What Is Happening With IFT?By MBN Staff | Wed, 01/20/2021 - 05:00
In his morning conference of Jan. 14, President López Obrador declared the analysis for the elimination of the autonomous organisms INAI, IFT and COFECE had begun. The president said that around 200 autonomous bodies have been allocated a budget of more than MX$500 billion (US$25 billion) a year. “Let us suppose that we save 10 percent of the MX$500 billion (US$25 billion), that is MX$50 billion (US$2.55 billion),” he said.
For their elimination, López Obrador said that it will be defined which bodies were created by the executive authority, by law and those that are part of USMCA. The first ones will be the first to go. “Then we will analyze autonomous entities created by law, how many there are, how much they cost us and if we can transfer the functions of those entities to existing units, such as the IFT, which will return to Communications as it was before,” he said. In Oct. 2013, the IFT was detached from the Ministry of Communications and Transport (SCT).
But what are the reasons for wanting to dissolve these institutes? The president's main justification is the cost that these institutions represent to the government. “We have to adjust our administrative structures to the new reality. People cannot have such a hard time maintaining the government,” the president declared.
“AMLO wants to save resources and have public money stay in and be managed by his government. He is being driven by the costs of the health emergency to take radical legislative and administrative measures, such as the elimination of trusts and some autonomous institutions,” explains the President of the Mexican Association for the Right to Information (AMEDI) Jorge Bravo in an article for El Economista. López Obrador, claims Bravo, “likes control and administrative centralization; autonomous bodies mean loss of power to him. The Executive longs for political control over communications, companies and broadcasting and telecommunications concessionaires.”

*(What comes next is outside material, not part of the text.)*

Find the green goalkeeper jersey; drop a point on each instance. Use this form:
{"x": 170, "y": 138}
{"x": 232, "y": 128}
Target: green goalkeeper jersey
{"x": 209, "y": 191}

The disappearance of these bodies, and of the IFT in particular, would create uncertainty for investors in the sector and even for users, experts warn. In a statement, Claus Von Wobeser, President of the International Chamber of Commerce (ICC), said that this action would be a sign to the international markets that a major democratic setback has been set in motion in Mexico, one that risks foreign investment and hits consumers for being left unprotected due to the lack of competition regulators.